Lancashire Telegraph:

Keeley returned to Rovers and, with bridges built, he resumed his rock-solid centre-back partnership with Derek Fazackerley.

He went on to make 418 appearances for the club and in March 1987 lifted the Full Members Cup after Colin Hendry, the 21-year-old signed by Mackay to replace him as skipper, scored late on to seal a memorable 1-0 Wembley win over Charlton Athletic.

“I’ll always treasure winning the Full Members Cup,” said Keeley who, at odds with Mackay, Bobby Saxton’s permanent successor, left Rovers for Oldham Athletic in the summer of 1987.

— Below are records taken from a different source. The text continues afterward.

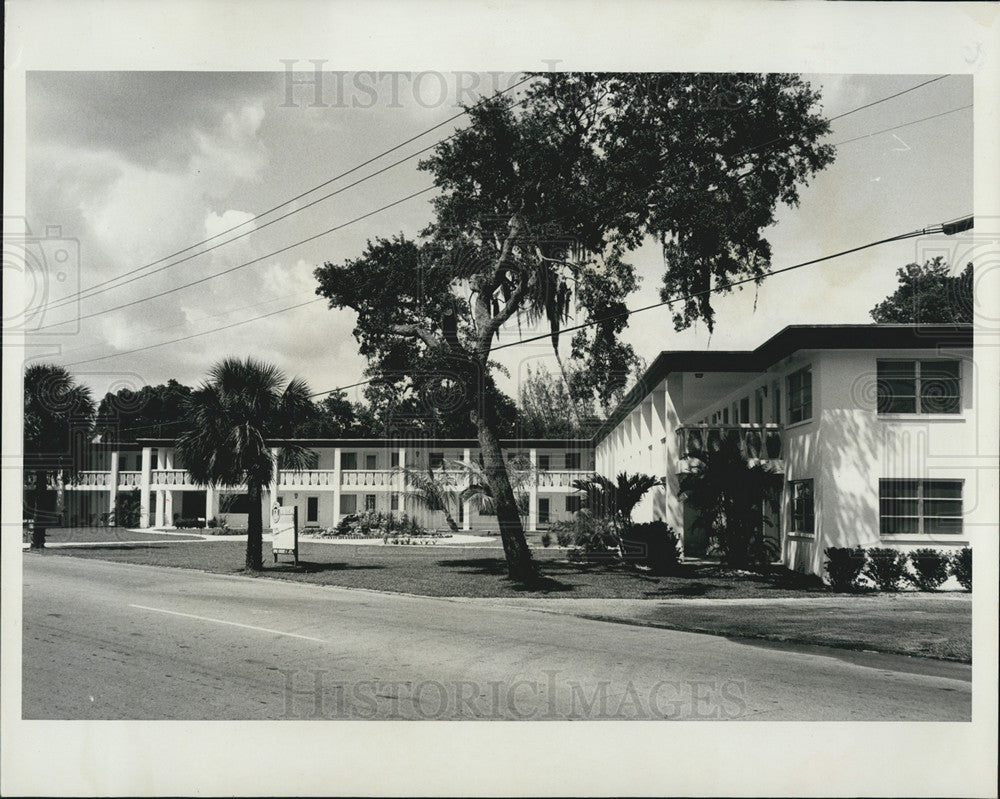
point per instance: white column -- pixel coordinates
(467, 506)
(336, 486)
(402, 480)
(113, 485)
(168, 496)
(210, 503)
(160, 500)
(272, 489)
(533, 490)
(147, 460)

“But we got lucky as I don’t think we played well throughout the whole competition, certainly not in the final. I can’t remember coming out of a game thinking we deserved to win, but by the time of the quarter-finals I began to think our name was on it, because we’d never really once performed, and never one played a team off the park, yet we kept winning.

“But we did it thanks to a goal from Colin Hendry, who at that stage was playing up front because he wasn’t ready to be a centre-half. He wasn’t a natural defender but he had natural ability times 10. He was just wonderful in the air, he had great feet, was very quick, and that’s why we stuck him up front – and it was a good job we did!

“But Bobby Saxton needs to take a lot of credit for that win. He was a dour man but a good man and in many respects a good manager because you have to remember he didn’t work with a lot of money, whereas the new manager got a lot of financial support from Jack Walker.

“And before Bobby got sacked I’d never known a manager to have a run like he had. For about 18 months, every little situation that could go wrong for him, went wrong for him, and you literally saw him in those last six months going grey before your eyes.

“I think we went to Hull City at Christmas time and I remember Simon Garner hitting a shot, it hitting the goalkeeper’s shoulder, hitting the underside of the crossbar, then coming out. And I remember thinking if that’d had gone in, Bobby would have kept his job, and on the way home we all knew what the board were going to do, which was probably what they had to do.

“It was such a shame but, as much as Don, he deserved credit for what happened next.”